I lost my footing, I started swaying, almost spinning, staring woozily upwards, searching for a glimmer of light, even for a trace of sun amongst the cold indifferent ceiling, perceiving the ground as moving, all as moving, thus the curtain too, swaying with me from side to side and in that moment, perhaps rising, for I swear that it’s feet kissed the air with mine, we finally in harmony, ready for you, in fact now waiting for you (oh in that moment, how everything changed, how everything went into reverse - how the mighty had fallen!) – my field of vision had altered, was altering, I was right, but not as I thought, for I was soon left: I passed out on the hard ground and lay slumped before the curtain for what may have been ten hours, but what could also have been ten days. Alas, while I may have been unsure before, of who I was, of who I was with, of where this was going, the situation has now deteriorated to such an extent that even I am no longer finding all this funny.

 

In this time I lived live like a simple fool, a beggar with no one to beg from, to or for, sprawled out on the dusty floor, further now than ever from the curtain (or at least a dozen or so steps back), squinting around the room, fearing again for my eyes, for my nose, for my breathing, blood, all the old phobias returning, floating towards me out of the desolate shadows of this backstage. I would close my eyes and try not say or even think anything for a good long while.

 

And then came this period of slow growing and humble confidence, scared of it’s own possibility.

 

2

 

I still believe the curtain will be raised, but whether I will personally get to see it or even have a say in the matter is something else entirely, which in a way, defeats the purpose, yet still, no matter, it’s still something.

 

I know that this now may rightfully be conceived as ‘wrong’ (made plain for all to see by my fall), but I’m actually engaging in dialogue once more with my old foe, friend, lover, ward (does anyone know what it actually is?  - Don’t say furniture, don’t say furniture!), but I won’t lose my footing like last time. I shall lie down and continue matters horizontal. Nevertheless, there are some positives (I can’t quite pull off that charm anymore, that unavoidable energy I once had, being slumped on the floor): because I’m physically static, so to speak, in a way it means that my thoughts, imagination, (and the same applies to you), whatever we call it - well, this…imagination shall leave this body and mind far behind, and go to places we know not, nor wish to know of either – this is a long shot, but this place may yet be past the curtain, and if not exactly past It, then perhaps…but we know not of what we speak; we have no choice but to see if it works – the big risk is that if doesn’t, it may be too late; there may be no going back, and we’ll say our goodbyes to each other once and for all, or not even get a chance to do that, for it’s a different ball game in that world - for example, in the first section, while I was admittedly standing up, my mind was preoccupied on my body in relation to my Self, the pair preoccupied on themselves as a unified Thing, a Flicked coin spinning Around in the air, until The said coin finally dropped; despite the spoken of Catastrophe of the fall, Prior to this, things were More Or Less In Control; I larked about, but all in good jest, (Did this larking about contribute to the fall? I presume it probably did, but perhaps the fall came about of it’s own accord), but yes, one’s thoughts when moving are more streamlined – not necessarily stronger or more intelligent (for the majority, despite their impressive speed, lightly bounce off whatever walls have been put in place as resistance), but there’s a certain litheness to them, these thoughts when mobile, a certain daring –  where the hell am I, and what on earth am I talking about? That’s the last time I play the thinker.

 

3

 

I’m getting nostalgic already! And what also makes me laugh, or rather smile, or indeed cry (I’ve lost that arrogance – you can see that – and truth be told, I miss it), is this development of sympathy for me; the poor old thing on the floor, defeated and hopeless, bereft of ideas and perhaps finally aware of his complete and utter failure - it’s almost enough to make you forget my age!

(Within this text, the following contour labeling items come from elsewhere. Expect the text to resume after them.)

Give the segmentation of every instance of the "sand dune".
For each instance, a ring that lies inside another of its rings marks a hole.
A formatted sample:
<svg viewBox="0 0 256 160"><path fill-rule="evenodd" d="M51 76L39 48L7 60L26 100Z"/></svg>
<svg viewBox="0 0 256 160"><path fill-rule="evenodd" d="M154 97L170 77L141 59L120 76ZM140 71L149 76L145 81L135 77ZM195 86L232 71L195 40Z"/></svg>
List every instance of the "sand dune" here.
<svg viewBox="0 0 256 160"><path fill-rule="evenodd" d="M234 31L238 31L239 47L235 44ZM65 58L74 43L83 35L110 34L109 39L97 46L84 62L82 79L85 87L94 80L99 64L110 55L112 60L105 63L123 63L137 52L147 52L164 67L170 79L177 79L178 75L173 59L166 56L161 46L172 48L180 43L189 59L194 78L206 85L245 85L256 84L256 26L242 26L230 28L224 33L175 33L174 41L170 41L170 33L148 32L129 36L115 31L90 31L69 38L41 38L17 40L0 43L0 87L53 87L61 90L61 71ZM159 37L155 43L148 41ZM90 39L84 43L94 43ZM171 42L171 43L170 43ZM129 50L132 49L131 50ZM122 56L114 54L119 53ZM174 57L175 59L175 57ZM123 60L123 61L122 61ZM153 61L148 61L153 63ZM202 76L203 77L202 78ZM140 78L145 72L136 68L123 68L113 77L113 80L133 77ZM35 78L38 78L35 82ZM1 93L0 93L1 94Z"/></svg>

And yet, at the same time, I’m starting to feel more like me now – but then again perhaps this is all a dreary act that I’ll soon get bored with; I’ll bounce back on my feet and cheekily muck about with the curtain, may even lift it once and for all myself (ah glimpses of how I once was; it makes me sad now). It’s funny; we miss him now, don’t we, the man I was before, the boy I was before – what fond memories we’ll all share, eh? Wasn’t he so young back then, so earnest, so nervous, so clever! So handsome even. For I have aged. My career ended before it began – that we can both agree on.

 

4

 

All right, I’ll let you listen to it. Here are tapes highlights of what I was like before, in dress rehearsal mode for the performance – this was back when I was a performer preparing for my performance, and yet, if I’m brutally honest with myself, even back then, I was always better as a pre-performer, rather than as an actual performer.

 

5

 

So, just to clarify things, for better or for worse, I probably won’t be conducting anything quite like my first dalliance before Her Majesty for the remainder of whatever this is. I may have one last stab in the dark at It (the curtain, not the queen), get the old box of tricks out, throw a few jabs, but I don’t really have the legs for it anymore. But listen to me! Don’t I sound like a dying old swan! Perhaps I should explain that just because I won’t be moving, it doesn’t mean that I’ve given up, and I may in fact move again later, if I feel fit and recover, however spectacular that would be (and I’ll admit, I am over-emphasising my potential return to mobility). Yet I must get past it: I realise now that the most important thing is getting past the curtain, not to be overwhelmed, dwarfed, slighted, mistook or even forgotten by it – the whole point was that I wouldn’t be invisible before Her this time – before Her I would at least introduce myself and say something, rather than just languish in my usual cloak of anonymous silence, and yet this now seems all too inevitable: I must get past it, that is all.

 

But of course, what with the Fall, my options are limited at the moment; perhaps that was why I was silent for so long, for those forgotten hours where all was dark, even in such sterile lighting. I felt like I had been washed up on some abandoned island, with my face resting against the sand, salt water occasionally plaguing my sinuses and momentarily waking me, only to send me back into a dark sleep of shrieking dreams.

 

Gradually I woke up once and for all (for to sleep on such a hard and somewhat uncompromising wooden floor is by no means easy), and began to think things through: it was here that I realised that perhaps all was not lost after all, hence our continued dialogue with one another – I’m talking to the pair of you, though this time, I don’t mind if you’re not here, I really don’t – and I mean this with the upmost sincerity and politeness, which considering our time together thus far, I understand if you don’t quite fully trust yet.

 

But I am achieving nothing with all this talk. Let me explain to you what exactly happened.

 

Yes, I began to look around (forgive my use of the past tense, but I know no other way to convey this special moment of clarity concerning this performance, for you see, truth be told, this ‘looking around’ was all only minutes ago, yet where we are now because of this ‘looking around’ could almost be considered to be a completely different era), and this time really engage with my surroundings.

 

 

6

 

 

And what did I find, then?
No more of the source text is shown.